Search strategy for trial identification
We searched the computerized databases of Cochrane Central Register of Controlled Trials (CENTRAL), MEDLINE, EMBASE and POPLINE for trials of continuous or extended cycle versus cyclic use of COC for contraception. We wrote to the corresponding authors of published trials to seek other trials we may have missed. We also searched the references of the publications identified for inclusion.

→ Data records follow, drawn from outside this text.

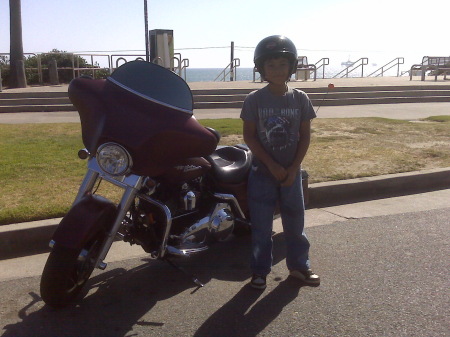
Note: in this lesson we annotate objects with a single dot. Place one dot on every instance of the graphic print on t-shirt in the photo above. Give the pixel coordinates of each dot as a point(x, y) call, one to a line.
point(276, 130)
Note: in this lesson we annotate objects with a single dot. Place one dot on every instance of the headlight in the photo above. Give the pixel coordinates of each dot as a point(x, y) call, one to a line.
point(114, 159)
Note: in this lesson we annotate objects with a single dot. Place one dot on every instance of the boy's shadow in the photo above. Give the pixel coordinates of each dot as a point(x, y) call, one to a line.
point(117, 300)
point(242, 317)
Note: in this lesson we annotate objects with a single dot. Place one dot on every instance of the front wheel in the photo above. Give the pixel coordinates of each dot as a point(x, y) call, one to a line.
point(66, 272)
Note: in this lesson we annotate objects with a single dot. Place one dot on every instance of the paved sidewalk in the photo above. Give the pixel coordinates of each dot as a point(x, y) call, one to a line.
point(33, 237)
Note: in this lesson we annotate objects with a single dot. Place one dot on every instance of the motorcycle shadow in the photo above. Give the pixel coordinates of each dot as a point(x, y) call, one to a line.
point(114, 301)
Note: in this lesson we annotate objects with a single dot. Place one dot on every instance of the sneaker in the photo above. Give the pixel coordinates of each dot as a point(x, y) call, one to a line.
point(258, 282)
point(306, 276)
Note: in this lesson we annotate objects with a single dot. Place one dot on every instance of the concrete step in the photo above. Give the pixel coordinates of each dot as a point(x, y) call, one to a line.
point(37, 108)
point(35, 101)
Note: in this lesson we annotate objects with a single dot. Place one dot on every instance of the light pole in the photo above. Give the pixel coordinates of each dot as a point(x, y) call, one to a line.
point(147, 51)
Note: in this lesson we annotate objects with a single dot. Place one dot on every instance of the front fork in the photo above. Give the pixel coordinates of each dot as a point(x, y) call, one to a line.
point(131, 184)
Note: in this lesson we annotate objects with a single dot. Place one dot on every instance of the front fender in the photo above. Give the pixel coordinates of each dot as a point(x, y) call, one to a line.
point(84, 220)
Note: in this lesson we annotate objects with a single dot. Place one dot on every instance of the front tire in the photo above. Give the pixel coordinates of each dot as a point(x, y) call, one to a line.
point(67, 271)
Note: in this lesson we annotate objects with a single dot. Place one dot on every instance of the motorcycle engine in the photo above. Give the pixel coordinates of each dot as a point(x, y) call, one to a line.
point(222, 222)
point(217, 226)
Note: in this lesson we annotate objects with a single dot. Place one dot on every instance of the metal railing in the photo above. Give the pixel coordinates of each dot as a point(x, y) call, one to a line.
point(395, 62)
point(321, 64)
point(112, 60)
point(38, 69)
point(230, 69)
point(359, 63)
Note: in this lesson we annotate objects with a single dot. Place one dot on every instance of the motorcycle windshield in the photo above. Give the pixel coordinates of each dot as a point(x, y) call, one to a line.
point(155, 83)
point(147, 109)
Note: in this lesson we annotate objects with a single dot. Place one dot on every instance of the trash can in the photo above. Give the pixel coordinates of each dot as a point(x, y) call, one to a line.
point(302, 74)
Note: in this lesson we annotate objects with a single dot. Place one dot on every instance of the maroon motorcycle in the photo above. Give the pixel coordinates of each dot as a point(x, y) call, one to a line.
point(179, 192)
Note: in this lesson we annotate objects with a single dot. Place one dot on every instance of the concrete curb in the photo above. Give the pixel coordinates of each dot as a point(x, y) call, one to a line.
point(32, 237)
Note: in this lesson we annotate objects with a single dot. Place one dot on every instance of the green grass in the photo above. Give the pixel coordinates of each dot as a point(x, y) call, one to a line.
point(40, 172)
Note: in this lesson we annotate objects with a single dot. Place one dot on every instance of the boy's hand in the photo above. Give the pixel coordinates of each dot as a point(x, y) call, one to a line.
point(290, 177)
point(278, 171)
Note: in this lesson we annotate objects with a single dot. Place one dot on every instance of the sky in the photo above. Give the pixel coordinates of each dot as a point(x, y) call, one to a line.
point(204, 29)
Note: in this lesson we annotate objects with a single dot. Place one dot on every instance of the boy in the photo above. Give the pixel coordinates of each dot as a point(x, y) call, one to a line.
point(277, 126)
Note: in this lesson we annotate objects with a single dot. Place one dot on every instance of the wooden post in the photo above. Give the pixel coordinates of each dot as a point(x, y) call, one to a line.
point(232, 62)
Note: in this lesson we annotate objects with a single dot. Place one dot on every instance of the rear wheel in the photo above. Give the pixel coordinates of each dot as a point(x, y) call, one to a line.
point(67, 271)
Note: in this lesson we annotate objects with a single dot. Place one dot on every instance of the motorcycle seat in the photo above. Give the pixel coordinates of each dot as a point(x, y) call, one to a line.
point(231, 164)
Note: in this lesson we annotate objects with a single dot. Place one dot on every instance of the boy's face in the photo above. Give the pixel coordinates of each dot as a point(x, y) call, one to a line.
point(276, 70)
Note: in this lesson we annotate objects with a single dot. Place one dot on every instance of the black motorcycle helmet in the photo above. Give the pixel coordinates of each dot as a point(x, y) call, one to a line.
point(274, 46)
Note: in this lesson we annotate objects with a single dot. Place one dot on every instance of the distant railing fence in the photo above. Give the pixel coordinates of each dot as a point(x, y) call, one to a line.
point(395, 62)
point(358, 64)
point(92, 63)
point(230, 70)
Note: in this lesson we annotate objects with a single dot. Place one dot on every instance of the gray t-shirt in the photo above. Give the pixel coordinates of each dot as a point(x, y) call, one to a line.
point(278, 121)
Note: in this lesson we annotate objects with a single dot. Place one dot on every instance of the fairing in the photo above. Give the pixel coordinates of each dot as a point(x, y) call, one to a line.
point(145, 108)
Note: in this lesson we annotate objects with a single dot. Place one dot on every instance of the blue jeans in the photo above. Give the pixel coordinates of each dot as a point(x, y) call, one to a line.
point(263, 194)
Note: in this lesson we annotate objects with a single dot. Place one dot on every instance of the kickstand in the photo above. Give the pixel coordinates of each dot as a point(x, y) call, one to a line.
point(193, 277)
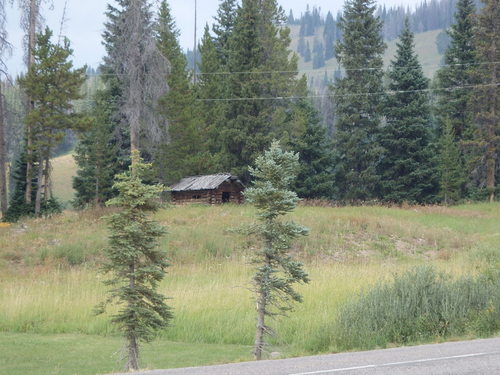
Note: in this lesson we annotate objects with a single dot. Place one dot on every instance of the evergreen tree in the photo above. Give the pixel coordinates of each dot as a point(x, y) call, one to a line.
point(460, 60)
point(184, 154)
point(135, 262)
point(276, 270)
point(291, 19)
point(358, 98)
point(329, 36)
point(450, 166)
point(17, 205)
point(319, 54)
point(301, 46)
point(134, 64)
point(407, 166)
point(307, 53)
point(315, 178)
point(486, 103)
point(97, 156)
point(259, 45)
point(223, 28)
point(52, 84)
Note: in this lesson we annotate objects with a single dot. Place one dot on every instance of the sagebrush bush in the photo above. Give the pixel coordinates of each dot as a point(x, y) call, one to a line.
point(419, 305)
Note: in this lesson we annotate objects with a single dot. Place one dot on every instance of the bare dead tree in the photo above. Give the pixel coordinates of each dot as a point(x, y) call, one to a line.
point(5, 48)
point(31, 21)
point(142, 69)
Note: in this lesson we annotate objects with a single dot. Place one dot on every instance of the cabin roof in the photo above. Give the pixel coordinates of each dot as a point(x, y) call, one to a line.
point(209, 182)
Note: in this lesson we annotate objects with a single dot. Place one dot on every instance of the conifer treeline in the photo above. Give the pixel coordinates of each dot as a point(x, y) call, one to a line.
point(397, 138)
point(427, 16)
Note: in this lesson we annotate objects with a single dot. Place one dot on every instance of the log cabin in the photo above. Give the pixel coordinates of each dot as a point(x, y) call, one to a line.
point(212, 189)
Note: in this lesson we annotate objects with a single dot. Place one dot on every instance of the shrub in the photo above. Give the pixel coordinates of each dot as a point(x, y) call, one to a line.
point(419, 305)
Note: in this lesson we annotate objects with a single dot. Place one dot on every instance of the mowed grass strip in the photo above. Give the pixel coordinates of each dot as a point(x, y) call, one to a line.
point(49, 282)
point(77, 354)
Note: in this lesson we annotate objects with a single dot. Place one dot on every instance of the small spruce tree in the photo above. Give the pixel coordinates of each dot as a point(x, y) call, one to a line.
point(135, 262)
point(451, 166)
point(276, 270)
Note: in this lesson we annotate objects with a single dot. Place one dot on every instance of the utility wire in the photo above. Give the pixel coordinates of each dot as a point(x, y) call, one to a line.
point(333, 95)
point(314, 70)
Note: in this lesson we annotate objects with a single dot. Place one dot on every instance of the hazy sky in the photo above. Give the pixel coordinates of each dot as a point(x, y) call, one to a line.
point(85, 18)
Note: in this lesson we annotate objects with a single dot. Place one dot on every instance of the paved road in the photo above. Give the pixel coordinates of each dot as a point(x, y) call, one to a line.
point(477, 357)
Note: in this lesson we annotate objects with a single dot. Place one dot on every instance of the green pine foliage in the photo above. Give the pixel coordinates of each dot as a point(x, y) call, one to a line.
point(223, 29)
point(134, 261)
point(184, 152)
point(329, 36)
point(358, 99)
point(315, 174)
point(277, 271)
point(407, 166)
point(254, 113)
point(17, 205)
point(460, 60)
point(454, 81)
point(485, 102)
point(52, 84)
point(452, 180)
point(97, 156)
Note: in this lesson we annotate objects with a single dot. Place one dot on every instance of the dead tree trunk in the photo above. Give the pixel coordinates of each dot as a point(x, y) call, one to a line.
point(39, 185)
point(132, 344)
point(33, 14)
point(261, 327)
point(3, 157)
point(493, 141)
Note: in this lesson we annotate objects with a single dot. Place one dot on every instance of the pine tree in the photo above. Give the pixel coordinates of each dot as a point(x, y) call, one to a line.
point(135, 262)
point(486, 102)
point(97, 156)
point(407, 166)
point(135, 66)
point(276, 270)
point(301, 46)
point(315, 178)
point(52, 84)
point(329, 36)
point(212, 84)
point(451, 166)
point(307, 52)
point(18, 207)
point(358, 98)
point(184, 154)
point(460, 60)
point(319, 54)
point(258, 45)
point(223, 28)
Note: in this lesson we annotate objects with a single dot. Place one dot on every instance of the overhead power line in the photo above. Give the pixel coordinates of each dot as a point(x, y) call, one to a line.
point(198, 74)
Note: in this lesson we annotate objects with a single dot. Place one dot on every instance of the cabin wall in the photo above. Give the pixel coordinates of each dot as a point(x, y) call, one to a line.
point(202, 196)
point(226, 193)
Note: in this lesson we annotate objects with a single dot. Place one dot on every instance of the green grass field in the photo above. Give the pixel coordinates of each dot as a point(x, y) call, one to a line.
point(49, 283)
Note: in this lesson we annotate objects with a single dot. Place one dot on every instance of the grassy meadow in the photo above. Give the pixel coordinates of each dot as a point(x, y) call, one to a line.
point(49, 281)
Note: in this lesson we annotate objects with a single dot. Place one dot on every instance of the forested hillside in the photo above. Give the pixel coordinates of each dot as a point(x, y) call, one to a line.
point(248, 89)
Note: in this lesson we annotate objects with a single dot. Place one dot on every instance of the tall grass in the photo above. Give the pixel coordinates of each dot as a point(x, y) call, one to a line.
point(212, 303)
point(49, 283)
point(418, 305)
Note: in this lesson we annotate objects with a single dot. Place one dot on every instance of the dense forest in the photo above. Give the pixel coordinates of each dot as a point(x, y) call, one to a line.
point(391, 135)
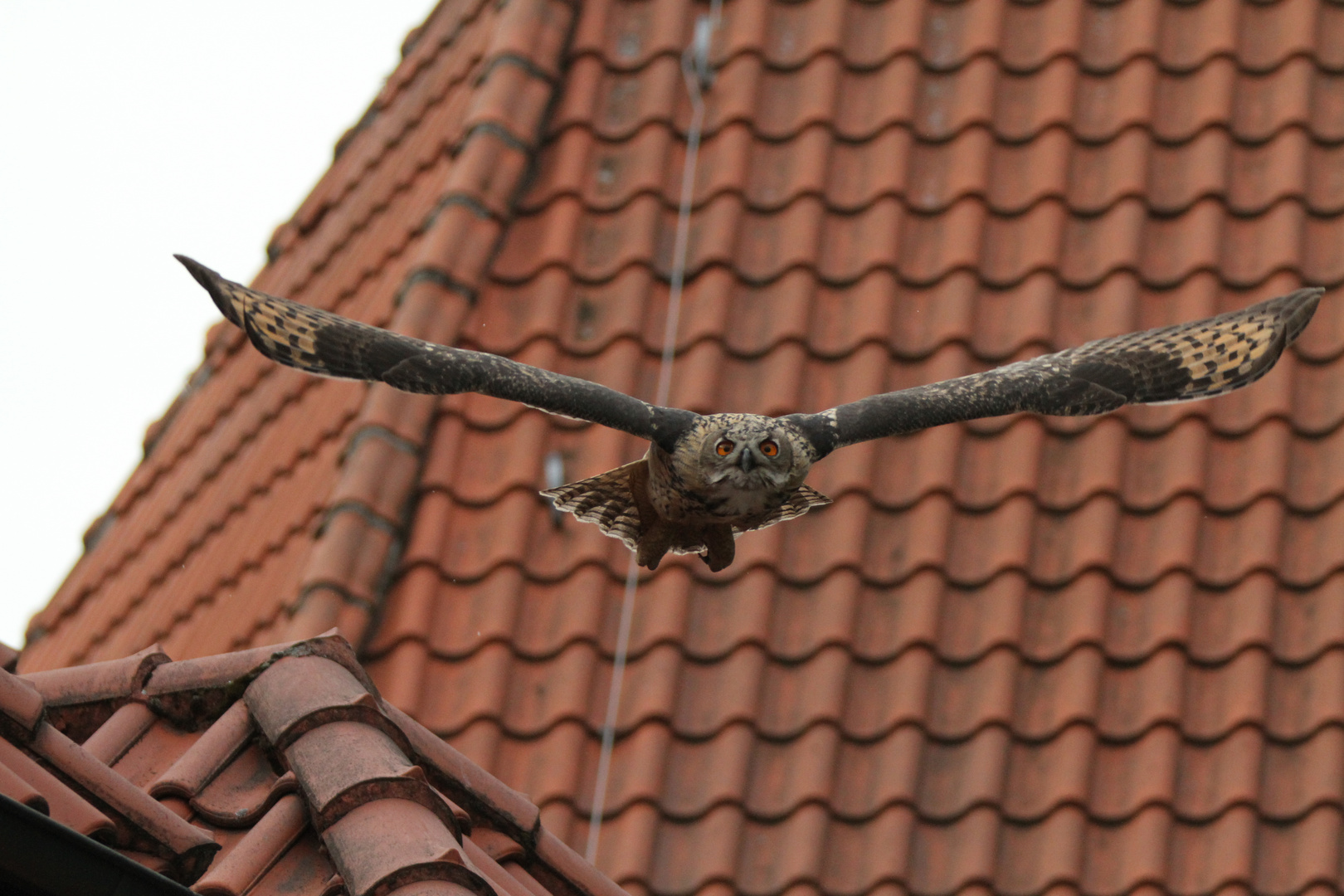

Method of data extraction and analysis
The primary reviewer (A.E.) evaluated the titles and abstracts identified from the literature searches and assessed relevant articles for potential inclusion. Continuous COC were defined as the use of active pills for >28 days. After extraction by both the primary and secondary reviewers to ensure accuracy, the data from the eligible trials were entered into RevMan 4.2. RevMan is an information management system used by the Cochrane Collaboration that assists in organizing and analysing data (http://www.cc-ims.net/). Peto odds ratios (Peto OR) with 95% confidence intervals (CI) were calculated for dichotomous outcomes. Weighted mean differences (WMD) were used for continuous outcomes. Data in the present review are based on the analytical method (e.g. intention-to-treat, per-protocol) used in the trial report.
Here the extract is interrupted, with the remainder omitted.